HyperMedia, Media, and Hype: Did the Cutting Edge Grow Blunt?

Abstract

There is a widespread belief that the worlds of declarative markup and of immersive hypermedia are separated by a chasm of understanding. In fact, the future of XML, the future of HyperMedia, and of the World Wide Web, are all intertwined. This paper discusses places where the XML-based Web is weak, and suggests areas for further work.

1. Introduction.

We went wrong, as an industry, years and years ago, when we started to make executable content, programs that, when run, generate content, generate text and images and sound.
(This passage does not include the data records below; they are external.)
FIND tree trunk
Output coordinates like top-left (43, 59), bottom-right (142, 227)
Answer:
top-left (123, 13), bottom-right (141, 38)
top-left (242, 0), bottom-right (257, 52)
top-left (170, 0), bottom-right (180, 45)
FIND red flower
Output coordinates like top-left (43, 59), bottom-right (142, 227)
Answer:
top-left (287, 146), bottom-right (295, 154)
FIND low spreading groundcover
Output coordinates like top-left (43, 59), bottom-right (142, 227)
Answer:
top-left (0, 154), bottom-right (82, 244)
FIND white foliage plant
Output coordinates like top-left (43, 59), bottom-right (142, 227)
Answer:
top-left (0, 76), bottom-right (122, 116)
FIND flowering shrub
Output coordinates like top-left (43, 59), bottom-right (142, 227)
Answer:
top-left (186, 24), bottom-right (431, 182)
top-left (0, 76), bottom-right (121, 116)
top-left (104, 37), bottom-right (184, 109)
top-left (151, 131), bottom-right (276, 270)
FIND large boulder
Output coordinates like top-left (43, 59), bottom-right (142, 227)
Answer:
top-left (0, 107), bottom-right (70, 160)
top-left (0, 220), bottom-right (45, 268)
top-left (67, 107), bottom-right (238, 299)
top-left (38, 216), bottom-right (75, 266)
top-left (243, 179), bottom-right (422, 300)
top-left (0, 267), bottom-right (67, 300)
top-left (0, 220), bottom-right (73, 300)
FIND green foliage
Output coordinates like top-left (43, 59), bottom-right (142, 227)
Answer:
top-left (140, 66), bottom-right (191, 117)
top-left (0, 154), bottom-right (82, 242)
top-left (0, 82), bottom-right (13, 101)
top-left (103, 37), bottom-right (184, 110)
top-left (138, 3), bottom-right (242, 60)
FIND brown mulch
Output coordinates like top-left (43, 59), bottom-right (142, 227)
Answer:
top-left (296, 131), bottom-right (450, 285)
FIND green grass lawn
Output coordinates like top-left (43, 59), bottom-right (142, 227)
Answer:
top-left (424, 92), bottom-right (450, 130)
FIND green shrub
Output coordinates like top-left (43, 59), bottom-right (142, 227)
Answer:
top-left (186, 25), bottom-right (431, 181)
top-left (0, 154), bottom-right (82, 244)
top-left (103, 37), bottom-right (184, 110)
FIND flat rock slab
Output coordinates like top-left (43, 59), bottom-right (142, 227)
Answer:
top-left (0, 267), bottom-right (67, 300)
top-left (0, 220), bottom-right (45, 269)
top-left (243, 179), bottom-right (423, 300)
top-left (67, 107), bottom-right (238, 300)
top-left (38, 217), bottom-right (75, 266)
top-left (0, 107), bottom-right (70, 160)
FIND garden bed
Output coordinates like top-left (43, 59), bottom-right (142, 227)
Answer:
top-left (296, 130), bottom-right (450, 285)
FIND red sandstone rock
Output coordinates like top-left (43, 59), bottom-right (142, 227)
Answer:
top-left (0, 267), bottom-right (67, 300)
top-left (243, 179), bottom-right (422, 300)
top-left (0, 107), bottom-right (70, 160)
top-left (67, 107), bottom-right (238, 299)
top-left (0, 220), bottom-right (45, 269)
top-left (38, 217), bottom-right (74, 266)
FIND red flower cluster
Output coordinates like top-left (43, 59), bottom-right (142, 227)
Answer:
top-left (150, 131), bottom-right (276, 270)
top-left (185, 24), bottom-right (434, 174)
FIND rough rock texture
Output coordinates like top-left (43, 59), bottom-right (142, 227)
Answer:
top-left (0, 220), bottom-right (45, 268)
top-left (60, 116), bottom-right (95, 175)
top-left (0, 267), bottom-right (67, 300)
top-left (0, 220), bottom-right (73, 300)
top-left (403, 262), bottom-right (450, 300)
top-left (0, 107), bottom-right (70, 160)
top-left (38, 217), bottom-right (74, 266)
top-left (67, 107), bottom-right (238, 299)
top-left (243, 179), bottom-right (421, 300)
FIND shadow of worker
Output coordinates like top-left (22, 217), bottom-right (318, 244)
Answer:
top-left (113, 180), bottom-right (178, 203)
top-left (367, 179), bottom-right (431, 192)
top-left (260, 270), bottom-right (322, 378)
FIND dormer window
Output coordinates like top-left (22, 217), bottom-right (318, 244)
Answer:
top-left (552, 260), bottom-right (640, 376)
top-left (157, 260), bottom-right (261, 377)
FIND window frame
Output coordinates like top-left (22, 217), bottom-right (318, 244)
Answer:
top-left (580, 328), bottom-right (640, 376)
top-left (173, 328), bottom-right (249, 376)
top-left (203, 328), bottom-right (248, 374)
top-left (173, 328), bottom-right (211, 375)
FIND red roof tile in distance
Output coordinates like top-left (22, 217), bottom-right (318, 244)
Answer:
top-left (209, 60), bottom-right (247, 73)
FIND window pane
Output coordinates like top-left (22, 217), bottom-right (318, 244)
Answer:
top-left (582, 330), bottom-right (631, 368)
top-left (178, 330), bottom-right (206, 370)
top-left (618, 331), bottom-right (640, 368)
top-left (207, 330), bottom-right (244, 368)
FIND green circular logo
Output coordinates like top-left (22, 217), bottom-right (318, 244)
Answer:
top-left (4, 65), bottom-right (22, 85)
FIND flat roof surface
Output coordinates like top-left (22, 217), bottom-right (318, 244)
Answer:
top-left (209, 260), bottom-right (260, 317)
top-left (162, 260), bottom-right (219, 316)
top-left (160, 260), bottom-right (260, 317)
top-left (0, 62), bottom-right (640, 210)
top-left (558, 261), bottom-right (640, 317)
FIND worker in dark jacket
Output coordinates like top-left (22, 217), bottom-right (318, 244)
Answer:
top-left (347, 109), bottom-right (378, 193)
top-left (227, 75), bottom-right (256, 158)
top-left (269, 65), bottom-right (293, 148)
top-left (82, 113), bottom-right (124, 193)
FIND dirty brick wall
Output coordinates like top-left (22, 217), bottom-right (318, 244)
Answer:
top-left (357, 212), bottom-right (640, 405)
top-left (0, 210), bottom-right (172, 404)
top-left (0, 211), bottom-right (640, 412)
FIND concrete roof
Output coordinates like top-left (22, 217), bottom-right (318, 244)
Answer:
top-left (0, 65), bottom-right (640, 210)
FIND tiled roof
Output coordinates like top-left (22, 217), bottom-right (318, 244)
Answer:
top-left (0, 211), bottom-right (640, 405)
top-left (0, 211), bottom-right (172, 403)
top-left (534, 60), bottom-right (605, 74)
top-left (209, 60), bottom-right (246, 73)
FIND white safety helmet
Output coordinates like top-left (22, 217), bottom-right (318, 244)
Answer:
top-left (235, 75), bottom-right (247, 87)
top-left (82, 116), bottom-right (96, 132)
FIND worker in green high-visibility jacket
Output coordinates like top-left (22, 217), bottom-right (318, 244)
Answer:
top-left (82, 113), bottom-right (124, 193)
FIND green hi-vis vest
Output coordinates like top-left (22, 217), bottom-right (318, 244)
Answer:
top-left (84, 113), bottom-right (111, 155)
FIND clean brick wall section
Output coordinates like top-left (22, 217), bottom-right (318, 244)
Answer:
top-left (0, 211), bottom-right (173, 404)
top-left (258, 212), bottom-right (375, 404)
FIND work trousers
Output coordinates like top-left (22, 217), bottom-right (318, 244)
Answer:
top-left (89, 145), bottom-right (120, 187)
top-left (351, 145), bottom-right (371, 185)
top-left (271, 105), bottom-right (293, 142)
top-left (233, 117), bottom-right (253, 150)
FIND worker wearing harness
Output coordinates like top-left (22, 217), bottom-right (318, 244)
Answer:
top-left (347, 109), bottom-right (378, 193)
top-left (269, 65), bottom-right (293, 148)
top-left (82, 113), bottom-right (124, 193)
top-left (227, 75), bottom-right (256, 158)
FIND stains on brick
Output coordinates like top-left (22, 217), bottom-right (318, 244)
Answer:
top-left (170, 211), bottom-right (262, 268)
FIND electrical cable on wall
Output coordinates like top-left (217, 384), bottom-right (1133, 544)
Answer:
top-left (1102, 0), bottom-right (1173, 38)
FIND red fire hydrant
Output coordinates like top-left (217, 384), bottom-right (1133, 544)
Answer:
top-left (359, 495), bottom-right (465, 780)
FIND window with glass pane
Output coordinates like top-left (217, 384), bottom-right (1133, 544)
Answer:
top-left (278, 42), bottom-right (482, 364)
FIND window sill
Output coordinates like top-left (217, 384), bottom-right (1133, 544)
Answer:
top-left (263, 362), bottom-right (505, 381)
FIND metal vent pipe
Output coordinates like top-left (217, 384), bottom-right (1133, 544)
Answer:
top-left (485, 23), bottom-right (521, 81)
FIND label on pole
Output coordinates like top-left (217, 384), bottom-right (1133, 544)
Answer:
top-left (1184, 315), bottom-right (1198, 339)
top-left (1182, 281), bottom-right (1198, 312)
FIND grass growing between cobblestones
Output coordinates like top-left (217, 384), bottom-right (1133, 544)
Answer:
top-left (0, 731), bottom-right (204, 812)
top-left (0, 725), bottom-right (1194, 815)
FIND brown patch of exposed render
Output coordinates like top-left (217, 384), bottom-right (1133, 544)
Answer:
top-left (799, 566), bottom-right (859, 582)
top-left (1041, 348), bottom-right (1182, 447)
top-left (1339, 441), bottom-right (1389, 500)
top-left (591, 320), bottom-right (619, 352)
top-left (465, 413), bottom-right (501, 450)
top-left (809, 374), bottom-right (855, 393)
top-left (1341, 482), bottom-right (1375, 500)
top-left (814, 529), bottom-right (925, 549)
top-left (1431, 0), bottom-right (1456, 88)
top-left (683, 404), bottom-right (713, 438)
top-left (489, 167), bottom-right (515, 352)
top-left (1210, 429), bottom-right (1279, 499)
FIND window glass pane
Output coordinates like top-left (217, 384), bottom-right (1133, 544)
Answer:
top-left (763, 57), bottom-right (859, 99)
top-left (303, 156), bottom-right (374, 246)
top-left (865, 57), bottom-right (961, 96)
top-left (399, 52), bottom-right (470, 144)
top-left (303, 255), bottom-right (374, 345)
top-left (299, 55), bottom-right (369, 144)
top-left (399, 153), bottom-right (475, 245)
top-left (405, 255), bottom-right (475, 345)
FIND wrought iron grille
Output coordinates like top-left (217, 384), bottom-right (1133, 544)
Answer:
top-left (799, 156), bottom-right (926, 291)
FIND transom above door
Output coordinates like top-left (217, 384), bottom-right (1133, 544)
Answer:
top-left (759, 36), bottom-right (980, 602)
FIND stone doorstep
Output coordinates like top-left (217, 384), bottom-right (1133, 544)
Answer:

We mixed up information and presentation.

Today we're fixing that with the Extensible Markup Language (XML) and specifications built on it. We're making a world in which interoperability and accessibility are paramount. It's a distributed world, in which millions of people with thousands of software clients can make sense of the same web page, even if the page looks different to them.

In choosing to emphasise interoperability over beauty, perhaps we've lost some coolness. Of course, nothing can be cooler than universal access, so we musn't kid ourselves that it's worth sacrificing what really matters for a gimmick or two.

This paper examines some areas of the immersive hypermedia experience, and also some areas of traditional non-animated passive-reflective technology more commonly known as print. We'll see that books can be hyper too, and we'll explore possible future directions for immersive experiences. We'll conclude by expounding on just why XML is a good basis for the future of hypermedia.

There's no reason why the game designers should have all the fun. And there's no reason why the documents, data and multimedia environments we make today should not be available to our grandchildren.

2. The Immersive Experience

Fairy-stories were plainly not primarily concerned with possibility, but with desirability. If they awakened desire, satisfying it while often whetting it unbearably, they succeeded. [place-holder for full secondary creation quote from JRRT On Fairy Stories Essay]

What do I mean by immersive? I mean primarily that the user can forget all else: for a while, they are totally absorbed, immersed in what they are doing. As John Tolkien observed half a century ago, this can also be the goal of writers of fiction for books. So there's nothing inherent in hypermedia, in having multiple formats, in having things that move and wriggle and speak and sing and respond, to make something immersive.

I claim that it's harder to evoke an immersive experience on the computer screen. I also believe that it's getting easier, and that it's important that our industry continue to push on this boundary.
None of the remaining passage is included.